Despite Extractivism is part of the ongoing ‘Extracting Us’ collective journey exploring the diverse, uneven but sometimes connected ways in which resource extraction also extracts from communities. It is an invitation to explore questions around extractivism and its logics, but also to explore the already-existing alternatives. How do communities and creatives (struggle to) cultivate care for nature and for each other despite extractivism? Can sites of extraction be a fertile ground for alternatives? Can artistic interventions help foster new sensibilities and solidarities with distanced extractive contexts?
Like weeds growing through the cracks in concrete, and in their flourishing slowly forcing the cracks to widen, the contributors to Despite Extractivism scatter here their seeds of ways of thinking or being in extractive contexts.
There are stories of artists who are involved with communities inhabiting landscapes threatened by destructive projects, imagining and practising ways of being which subvert and resist extractivism: V’Cenza Cirefe’s Counter-mapping in the Sperrins (resisting gold mining in Northern Ireland), Chesney’s Down The Line (resisting the HS2 railway in England) and Federico Pardo’s forthcoming contribution (resisting gold mining in Cajamarca, Columbia).
There are illuminations of other tactics of resistance, from the creativity of the Kartini Kendeng women ecological defenders and their portrayals by Dewi Candraningrum (resisting cement mining in Java, Indonesia), to the counter-mapping initiative by the Pari Island community, JKPP and collectives to stop extractive tourism (Seribu Islands, Indonesia).
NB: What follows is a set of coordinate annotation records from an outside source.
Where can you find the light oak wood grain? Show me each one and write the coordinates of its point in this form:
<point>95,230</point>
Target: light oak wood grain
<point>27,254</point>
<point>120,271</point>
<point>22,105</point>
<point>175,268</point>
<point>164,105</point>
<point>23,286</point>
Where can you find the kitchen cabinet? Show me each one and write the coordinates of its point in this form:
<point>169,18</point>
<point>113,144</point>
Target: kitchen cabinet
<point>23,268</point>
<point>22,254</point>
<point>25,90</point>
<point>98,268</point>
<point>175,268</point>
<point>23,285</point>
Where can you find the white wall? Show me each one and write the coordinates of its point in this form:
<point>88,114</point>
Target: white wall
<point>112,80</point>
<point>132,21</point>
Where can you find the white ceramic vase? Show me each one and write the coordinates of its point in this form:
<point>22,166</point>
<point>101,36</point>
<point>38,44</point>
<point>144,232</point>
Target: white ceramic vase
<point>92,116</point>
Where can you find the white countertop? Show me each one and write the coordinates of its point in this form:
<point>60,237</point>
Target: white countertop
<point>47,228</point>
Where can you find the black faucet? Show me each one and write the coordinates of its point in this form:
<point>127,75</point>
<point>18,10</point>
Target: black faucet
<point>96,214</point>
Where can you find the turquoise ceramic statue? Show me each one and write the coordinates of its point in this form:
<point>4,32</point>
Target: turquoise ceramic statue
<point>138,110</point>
There are explorations of the uneven geographies of extractivism, with Karin Edstedt’s (Title) embroidery depicting the disproportionate environmental injustices of mining on indigenous communities (copper extraction conflict in Laver, Sápmi; coal mining in Kalimantan, Indonesia), and Sandro Simon’s audiovisual work Bidonmondes drawing attention to the omnipresence of extractivism through the everyday repurposing of imported palm oil canisters in the Sine-Saloum Delta, Senegal (originating from extractive palm oil plantations in Indonesia and Malaysia).
There are intimate accounts of uprooting due to extractive projects, accompanied by the persistent determination to build or rebuild lives in Between Rivers by Daniel Macmillen Voskoboynik (Intergenerational care and multidimensional extractivism, Russian Urals), This is my Home by Maria Rosa Pessoa Piedade & Marilene Ribeiro (dispossession caused by the Belo Monte dam, Brazil) and In the Forest We Believe by Albertus Vembrianto (Covid-19) exacerbates migration from a coastal area affected by gold mining waste, Papua, Indonesia).
Finally, there are invitations to engage with practises and performances which inspire embodied reflection on the destruction and destabilising effects of extractivism in distanced contexts: Arabel Lebrusen’s Toxic Waves II (in response to deadly failure of a dam at the Córrego do Feijão iron ore mine in Minas Gerais, Brazil ) and Choules+Roisner’s REGOLITHIC (in response to global extraction).